The second factor is Blomkamp’s impeccable – at times arresting – visual style. Though there are plenty of gorgeous images in this film, it’s the inventiveness of the imagery that really transcends. Several of the shots in the final action sequence are almost Edgar Wright or Zack Snyder-esque, with speed ramps and dolly shots blurring the line between reality and CGI. In another sequence, Blomkamp somehow manages to reproduce the snorri-cam shot from a distance as he follows Damon’s character into battle. Seeing a Blomkamp film means seeing things that you probably wouldn’t get in a normal blockbuster, and that will always be refreshing, no matter the film.

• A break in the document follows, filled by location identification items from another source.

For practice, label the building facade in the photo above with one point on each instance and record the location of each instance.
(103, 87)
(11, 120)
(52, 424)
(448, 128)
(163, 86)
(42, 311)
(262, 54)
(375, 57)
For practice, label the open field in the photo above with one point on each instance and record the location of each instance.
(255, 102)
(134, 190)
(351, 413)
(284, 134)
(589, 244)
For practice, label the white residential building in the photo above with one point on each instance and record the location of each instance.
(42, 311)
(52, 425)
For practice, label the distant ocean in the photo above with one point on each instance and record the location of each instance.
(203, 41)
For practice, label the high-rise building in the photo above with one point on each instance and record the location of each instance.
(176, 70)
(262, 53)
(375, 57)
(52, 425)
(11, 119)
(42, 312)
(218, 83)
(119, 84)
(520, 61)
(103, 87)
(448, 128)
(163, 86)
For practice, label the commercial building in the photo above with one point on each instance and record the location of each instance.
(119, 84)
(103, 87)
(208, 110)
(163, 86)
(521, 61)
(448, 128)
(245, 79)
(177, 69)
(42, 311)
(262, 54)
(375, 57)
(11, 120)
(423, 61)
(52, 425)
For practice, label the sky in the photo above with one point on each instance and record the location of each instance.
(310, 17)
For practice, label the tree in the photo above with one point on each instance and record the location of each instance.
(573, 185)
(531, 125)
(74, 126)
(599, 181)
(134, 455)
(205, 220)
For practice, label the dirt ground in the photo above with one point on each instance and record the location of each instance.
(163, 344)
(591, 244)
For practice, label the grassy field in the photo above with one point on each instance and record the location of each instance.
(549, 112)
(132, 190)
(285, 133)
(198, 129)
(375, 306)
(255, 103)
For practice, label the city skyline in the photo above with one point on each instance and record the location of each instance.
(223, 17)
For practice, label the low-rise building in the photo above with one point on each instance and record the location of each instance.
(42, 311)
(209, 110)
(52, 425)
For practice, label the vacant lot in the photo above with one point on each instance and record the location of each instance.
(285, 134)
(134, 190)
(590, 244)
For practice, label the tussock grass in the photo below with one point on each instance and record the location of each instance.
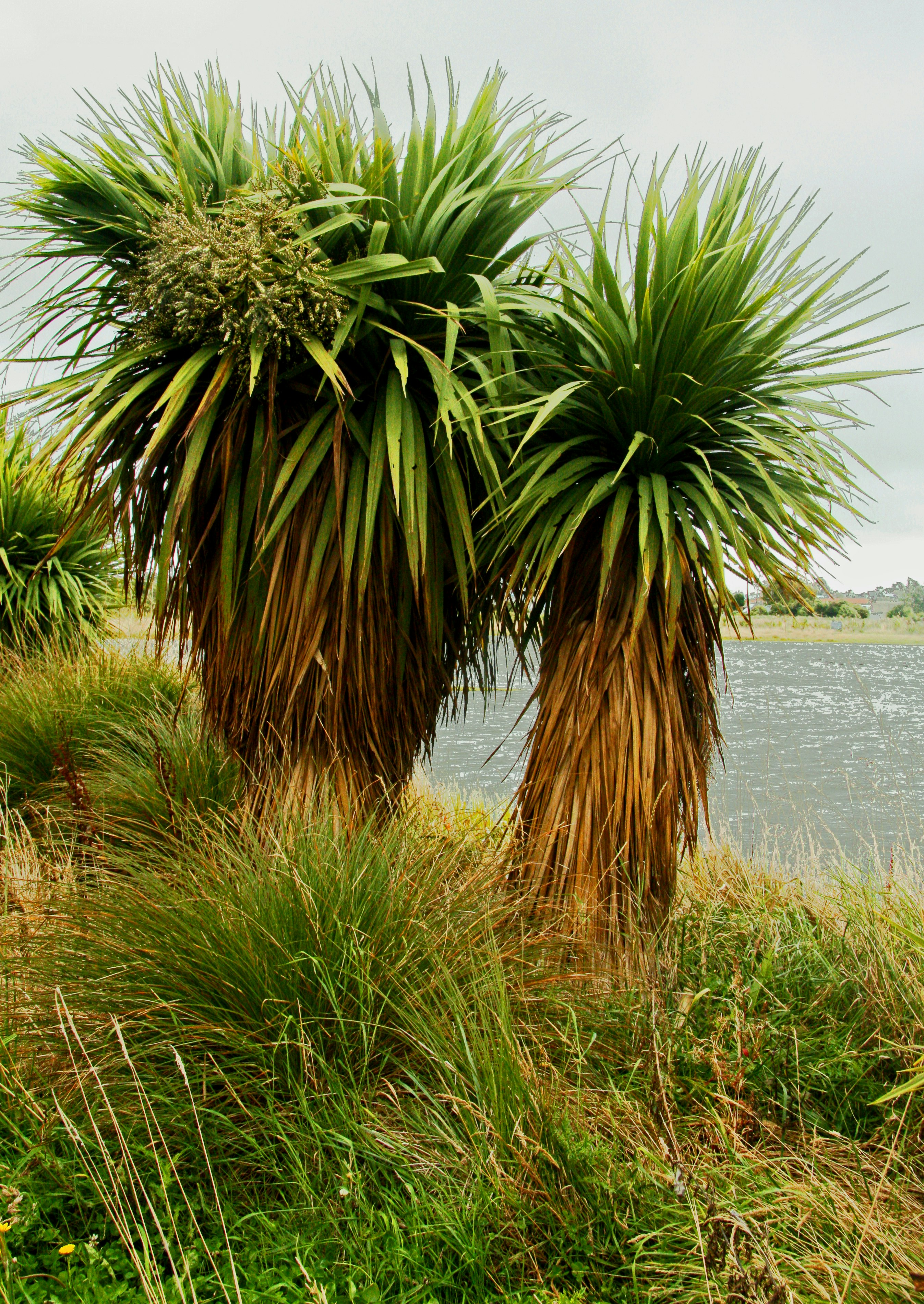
(338, 1066)
(101, 748)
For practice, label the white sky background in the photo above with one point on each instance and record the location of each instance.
(832, 89)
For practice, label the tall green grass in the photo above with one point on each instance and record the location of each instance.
(108, 749)
(51, 589)
(364, 1070)
(288, 1062)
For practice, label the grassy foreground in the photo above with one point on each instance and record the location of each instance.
(249, 1064)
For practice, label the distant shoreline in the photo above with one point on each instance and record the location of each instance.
(804, 629)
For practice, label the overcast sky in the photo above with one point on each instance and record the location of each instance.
(832, 89)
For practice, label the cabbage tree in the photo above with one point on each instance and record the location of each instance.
(688, 410)
(267, 389)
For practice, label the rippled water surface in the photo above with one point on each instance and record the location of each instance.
(823, 741)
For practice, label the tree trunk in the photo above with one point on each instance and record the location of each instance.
(620, 750)
(314, 684)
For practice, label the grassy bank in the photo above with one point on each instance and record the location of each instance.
(809, 629)
(283, 1064)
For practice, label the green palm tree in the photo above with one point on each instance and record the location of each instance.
(269, 389)
(686, 426)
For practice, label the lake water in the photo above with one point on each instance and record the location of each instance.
(824, 749)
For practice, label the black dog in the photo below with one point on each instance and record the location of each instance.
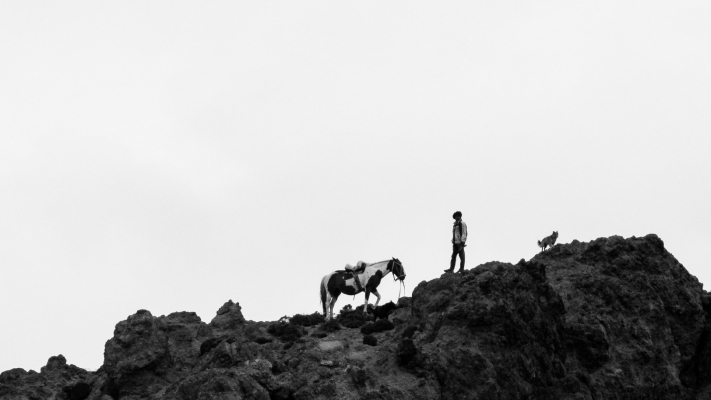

Lastly, there is the world-building. One of the most important weapons in any genre filmmaker’s arsenal is his or her ability to color each world they create with new and exciting ideas, creations and situations. Blomkamp is no different. His knack for imaginative ideas is on full display here; the film sometimes feels like it is absolutely bursting at the seams with imagination. Sure, the robotic police officers are not exactly breaking new ground, but the scene between Damon and his fast food restaurant mascot-inspired parole officer is priceless. From the vast amount of individually-unique weaponry (specifically the guns, which Blomkamp seems to have a real affinity for) to the various pieces of tech (like floating, holographic screens which appear out of thin air to update citizens with necessary information), Blomkamp and his team never spend too much time explaining or pointing out any of the world’s idiosyncrasies. And the mark of a fully-realized world is when there’s so many things to see, most of them need to be glanced over as givens, rather than objects of curiosity.
ELYSIUM is a quality entry in this year’s crop of blockbusters, and a welcome return by Neill Blomkamp. It may not reach the levels of DISTRICT 9 – which, admittedly, set an unrealistically high bar – but it’s a competently-made, original sci-fi film, and that’s definitely something to be encouraged by people who have grown weary of seeing more remakes, reboots, sequels, prequels and spin-offs than they could shake a stick at.